Standard wins when: You have consistently high workload density (nodes are well-utilized), you need custom machine types or GPUs, or you're running Spot nodes for batch workloads where Autopilot's constraints are limiting.
Spot Node Pools on GKE
GKE Spot VMs can save 60–91% vs on-demand. GKE automatically handles Spot eviction by gracefully terminating pods with a 25-second window (slightly less than AWS's 2 minutes — ensure your preStop hooks complete quickly).
Use a mixed node pool strategy: Standard nodes for your system node pool and stateful workloads, Spot nodes for stateless services and batch jobs. The cluster autoscaler manages both pools independently.
Cluster & Pod Autoscaling
Cluster Autoscaler: Enable on all user node pools. For Spot pools, set minimum nodes to 0 to allow full scale-down during idle periods. Configure --scale-down-unneeded-time=5m for faster scale-down in cost-sensitive environments.
Horizontal Pod Autoscaler (HPA): Scale pods based on CPU, memory, or custom metrics. Pair with cluster autoscaler — as pods scale down, nodes eventually become unneeded and are terminated.
Vertical Pod Autoscaler (VPA): Automatically adjusts resource requests based on observed usage. In Recommendation mode first, then Auto for non-critical workloads. Avoid running VPA and HPA on the same resource metric simultaneously.
Node Auto Provisioning (NAP)
Node Auto Provisioning extends the cluster autoscaler to automatically create new node pools with the optimal machine type for pending pods — similar to Karpenter on EKS. Enable it instead of manually managing multiple node pools:
Right-Sizing Resource Requests
On GKE Standard, you pay for node capacity regardless of actual pod utilization. Over-provisioned resource requests = over-provisioned nodes = wasted money. Use GKE's built-in recommendations in the console (Workloads → select a deployment → Resource recommendations) or deploy VPA in Recommendation mode for data-driven right-sizing.

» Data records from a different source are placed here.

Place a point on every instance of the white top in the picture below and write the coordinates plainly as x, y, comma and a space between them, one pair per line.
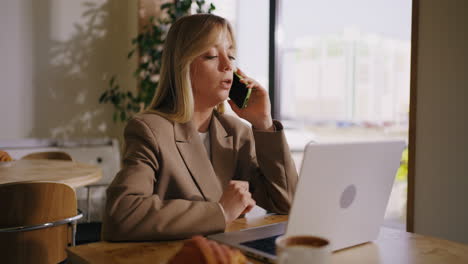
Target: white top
205, 137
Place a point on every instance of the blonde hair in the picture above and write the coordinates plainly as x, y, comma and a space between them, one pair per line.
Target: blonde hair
188, 38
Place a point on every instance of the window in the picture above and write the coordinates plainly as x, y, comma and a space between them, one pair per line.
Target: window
344, 70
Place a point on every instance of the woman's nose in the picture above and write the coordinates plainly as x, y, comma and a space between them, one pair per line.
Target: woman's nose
226, 64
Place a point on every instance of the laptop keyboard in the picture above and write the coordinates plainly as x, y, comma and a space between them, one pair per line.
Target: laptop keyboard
266, 245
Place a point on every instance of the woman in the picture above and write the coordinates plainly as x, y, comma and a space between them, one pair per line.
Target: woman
188, 168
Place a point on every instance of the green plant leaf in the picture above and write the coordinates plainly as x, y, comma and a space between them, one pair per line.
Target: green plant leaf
149, 41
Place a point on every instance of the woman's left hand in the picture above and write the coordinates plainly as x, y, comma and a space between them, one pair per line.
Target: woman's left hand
258, 110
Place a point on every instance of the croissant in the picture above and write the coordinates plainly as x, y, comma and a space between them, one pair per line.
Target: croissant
200, 250
4, 156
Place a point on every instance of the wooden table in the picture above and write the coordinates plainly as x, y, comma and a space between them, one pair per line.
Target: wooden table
72, 173
392, 246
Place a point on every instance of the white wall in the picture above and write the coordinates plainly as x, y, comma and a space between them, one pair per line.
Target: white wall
441, 180
55, 58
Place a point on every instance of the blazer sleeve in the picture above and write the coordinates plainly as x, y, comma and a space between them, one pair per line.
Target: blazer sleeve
270, 170
134, 212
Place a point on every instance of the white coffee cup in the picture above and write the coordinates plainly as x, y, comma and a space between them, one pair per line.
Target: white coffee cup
302, 249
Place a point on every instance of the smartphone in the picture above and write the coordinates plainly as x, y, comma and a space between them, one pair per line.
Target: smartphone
239, 92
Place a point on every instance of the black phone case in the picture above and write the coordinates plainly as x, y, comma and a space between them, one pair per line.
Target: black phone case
239, 92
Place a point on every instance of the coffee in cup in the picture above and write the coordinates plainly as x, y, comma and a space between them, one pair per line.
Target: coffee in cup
302, 249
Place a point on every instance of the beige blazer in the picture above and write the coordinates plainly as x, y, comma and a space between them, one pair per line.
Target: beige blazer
169, 188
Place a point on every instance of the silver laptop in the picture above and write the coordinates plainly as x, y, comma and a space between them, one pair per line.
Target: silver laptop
341, 195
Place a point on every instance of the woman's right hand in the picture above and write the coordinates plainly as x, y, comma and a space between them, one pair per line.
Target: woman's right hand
236, 200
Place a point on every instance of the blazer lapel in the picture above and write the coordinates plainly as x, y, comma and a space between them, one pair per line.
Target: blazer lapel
194, 155
222, 153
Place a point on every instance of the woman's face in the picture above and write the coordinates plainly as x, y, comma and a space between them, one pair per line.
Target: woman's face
211, 73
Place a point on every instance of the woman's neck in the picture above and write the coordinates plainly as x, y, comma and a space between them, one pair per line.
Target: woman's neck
201, 119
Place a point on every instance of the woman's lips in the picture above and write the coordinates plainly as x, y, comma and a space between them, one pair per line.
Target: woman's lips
226, 83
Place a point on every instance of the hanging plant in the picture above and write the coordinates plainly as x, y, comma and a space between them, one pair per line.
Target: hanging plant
149, 44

Target: CPU requests at P95 of actual usage over 14 days. Memory requests at P99 (memory spikes are more dangerous to under-provision). Set limits at 1.5–2x requests.
Cost Visibility on GKE
Enable GKE cost allocation in the cluster settings (requires enabling usage metering). This splits cluster costs by namespace in your Cloud Billing export. Query with BigQuery for per-team and per-workload cost breakdowns. For a richer UI, deploy Kubecost (free for single cluster) or use the GCP-native cost allocation dashboard.